Baskets Veja à scratch, jogging et casque Kask vissé sur la tête, l’ancienne Parisienne s’amuse des réflexes qu’elle a conservés de son ancienne vie : « Mon mari et moi avons transmis à notre fils cette habitude qui consiste à aller tout le temps au café ». Garé devant le magasin Bio & Co, le vélo-cargo électrique tranche avec le ballet des SUV hybrides, des citadines et des quelques modèles Tesla.

Sophie Rosso fait partie de ces nombreux et médiatisés jeunes parents qui, après les confinements, ont quitté la vie citadine pour une maison avec jardin au milieu des pins et dans un cadre ensoleillé dans son cas.
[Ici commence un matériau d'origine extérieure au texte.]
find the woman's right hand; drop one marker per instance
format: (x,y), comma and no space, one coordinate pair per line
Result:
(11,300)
Selon l’étude réalisée par la Plate-Forme d’observation des projets et stratégies urbaines (Popsu) sur la mesure de l’exode urbain, les couronnes périurbaines font partie des espaces qui voient leur population croître sous l’afflux de ménages qui quittent les grandes villes.
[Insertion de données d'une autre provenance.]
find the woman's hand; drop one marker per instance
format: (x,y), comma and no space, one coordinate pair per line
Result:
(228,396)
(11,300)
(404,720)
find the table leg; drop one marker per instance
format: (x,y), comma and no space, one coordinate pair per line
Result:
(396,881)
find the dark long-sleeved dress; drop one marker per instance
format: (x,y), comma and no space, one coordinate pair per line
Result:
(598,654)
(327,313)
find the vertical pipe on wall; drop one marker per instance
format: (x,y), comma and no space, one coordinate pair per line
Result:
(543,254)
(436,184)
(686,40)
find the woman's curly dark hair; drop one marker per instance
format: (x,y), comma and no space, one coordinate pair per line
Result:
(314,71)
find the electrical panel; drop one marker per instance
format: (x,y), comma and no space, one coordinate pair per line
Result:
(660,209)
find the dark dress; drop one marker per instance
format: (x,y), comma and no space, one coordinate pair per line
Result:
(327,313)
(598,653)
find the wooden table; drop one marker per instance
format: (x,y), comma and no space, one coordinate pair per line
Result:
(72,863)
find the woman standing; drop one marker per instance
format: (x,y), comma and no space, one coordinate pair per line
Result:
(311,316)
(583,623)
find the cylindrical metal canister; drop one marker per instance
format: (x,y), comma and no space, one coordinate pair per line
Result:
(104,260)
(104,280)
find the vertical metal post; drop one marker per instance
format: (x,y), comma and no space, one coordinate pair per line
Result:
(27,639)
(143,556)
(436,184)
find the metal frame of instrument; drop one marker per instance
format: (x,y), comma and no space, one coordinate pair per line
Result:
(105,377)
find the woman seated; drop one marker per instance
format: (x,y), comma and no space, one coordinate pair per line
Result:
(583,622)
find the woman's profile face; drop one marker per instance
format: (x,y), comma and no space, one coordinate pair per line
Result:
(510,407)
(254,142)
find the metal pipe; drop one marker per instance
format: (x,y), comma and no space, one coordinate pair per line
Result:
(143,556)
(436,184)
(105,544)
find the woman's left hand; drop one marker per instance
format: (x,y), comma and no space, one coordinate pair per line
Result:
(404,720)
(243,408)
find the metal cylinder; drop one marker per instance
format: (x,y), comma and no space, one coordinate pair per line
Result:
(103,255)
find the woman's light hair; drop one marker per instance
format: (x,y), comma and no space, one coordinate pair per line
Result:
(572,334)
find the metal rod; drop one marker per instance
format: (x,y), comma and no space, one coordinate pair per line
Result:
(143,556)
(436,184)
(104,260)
L’ « On est passés d’un loft industriel dans l’Est parisien, dans une copro de soixante-huitards architectes et paysagistes, à une maison individuelle de constructeur avec 500 mètres carrés de terrain, dans un lotissement érigé dans les années 1960, avec deux voitures devant chaque maison », synthétise de manière imagée cette ancienne conseillère de l’adjoint à l’urbanisme d’Anne Hidalgo, qui a profité de sa nomination en 2021 au poste de directrice générale adjointe d’un promoteur immobilier, dont le siège est situé à Aix-en-Provence, pour déménager après un confinement vécu dans l’Yonne.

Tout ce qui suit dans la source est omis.